半端なところで目を閉じてしまったので、納得がいかずに彼の肩を揺さぶる。
「おーい、ルネ君!」
「ああもう、面倒臭いな、お前。俺に何してほしいわけ?」
そう聞かれて、私はぐっと口を閉じた。改めてそう聞かれると、自分が何をしたいかなんてわからない。でも、
「生徒会のやり方は間違ってるよ」
「…………ふうん?」
「暴力でしたがわせてるなんて違うと思う。私は実際に見たし、あれ以上にひどいことをされてると思うと、ぞっとする。だから、」
「生徒会に勝つ、とかいうんじゃないよな」
私が次に出そうと思っていた言葉をさらりと、一字一句間違えずに言い当てた。それにはさすがにびっくりして、目を大きくする。
「図星じゃないか。……で、お前は何をしようというんだ? 表だと生徒からの人望も厚く、必ず何かしらの能力に長けていて、先生からの信用もある。……お前に勝てる要素は一切ないと思うな」
そうやって言葉に出されたら、生徒会様のすごさを感じる。
生徒会長の四条先輩は女子、男子ともに優しく接していて、それが能力ともいえる。自分に厳しく、他人に優しくとはこの人の事だろう。

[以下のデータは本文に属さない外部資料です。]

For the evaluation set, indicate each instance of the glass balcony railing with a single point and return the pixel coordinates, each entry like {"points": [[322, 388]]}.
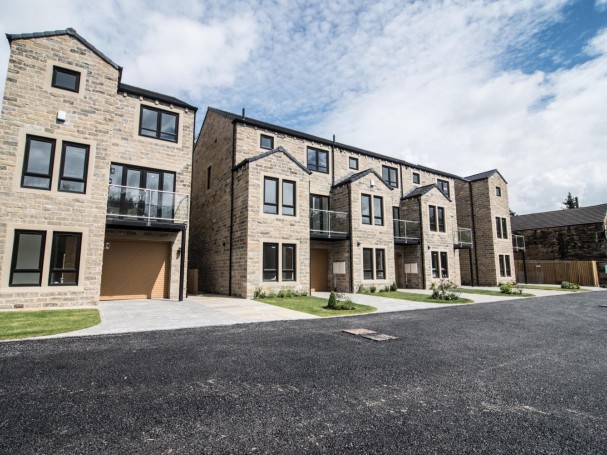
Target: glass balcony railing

副会長の黒端先輩はサッカーがとてもうまいと聞いている。今からメジャー入りの話も来ているほどだ。四月一日君は頭脳派で、おどおどしたところも逆にかわいいとか。
書記の茶野先輩は読者モデルをやっているらしい。すらりと長い足に優しそうな瞳。一日一回は告白されるとか。河合さんはきりっとしたかっこいい女性のイメージで、中学校では三年全部学級委員をやっていたらしい。

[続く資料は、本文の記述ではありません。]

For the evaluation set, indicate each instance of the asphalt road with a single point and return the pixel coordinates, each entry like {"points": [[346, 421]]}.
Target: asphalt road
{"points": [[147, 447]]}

議長の高田先輩は剣道部のエースで、力も強く、ぶっきらぼうだけどたまに優しい。瀬川君は女子からの人気が半端なく、その可愛い容姿と顔で悩殺をしまくっている。男子からもたまに告白される。
会計のルネ君は……兎に角頭がいい。それだけ。
「…………勝てる要素ってなんだろうか……?」
「勝てない要素の数? それか素直じゃない所とか」
「それ長所じゃないよね! でも、生徒会と同じ位置に立てる役所もそんなにないと思うよ」
その質問に、ルネ君は眠そうにあくびをしてから答える。
「…………今日、委員会が決まるんだよね?」
……? 質問に答えていないような。質問に質問で返されたぞ?
何か口答えをすると「良いから早く答えろ」といわれそうなので、おとなしく答えておく。
「うん、そうだけど」
その声は、担任の「席に付けー」という声とかぶさった。染めたわけではなさそうな色素の薄い髪に、だるそうにつけたネクタイ。だぼだぼのスーツ。
「担任の笠田だ。これから一年間、よろしくな」
黒板に、決してキレイとは言い難い字で自分の名前を書いていく、笠田先生。その姿を見つめていると、隣から声がかかった。
「笠田は生徒会の顧問だ」
ちょっ、行き成り先生を呼び捨てですか。
そう言おうとしたが、またもや先を越される。
「このクラスの副担任、小森先生は風紀委員の顧問。今日は来ていないみたいだな。何かあったんだろ」
「ちょっ、ルネ君、何言ってるかいまいちよく分からないんだけど…………」
ストップをかけると、ため息をついて、例の「聞く前に考えたら? BAKA」とまた言われた。……バカが英語の発音なのにいらっとくるね。
そんなあたしの青筋に気が付かずに、衝撃の一言を。
「風紀委員は生徒会と同じくらい大切な役割だ。……生徒会に対抗したかったら、なんとしてでもそこに入るんだな」
それだけ言って、私の不審そうな声をスルーしてまた夢の世界に行く。
「ちょっ、待って」
「何、まだあるの?」
「あるある! ……ルネ君は生徒会なのに、そんなに教えちゃっていいの? 敵同士になるかも知れないのに」
少し大きくなったその声に、彼は椅子をガタン、と引いて答えた。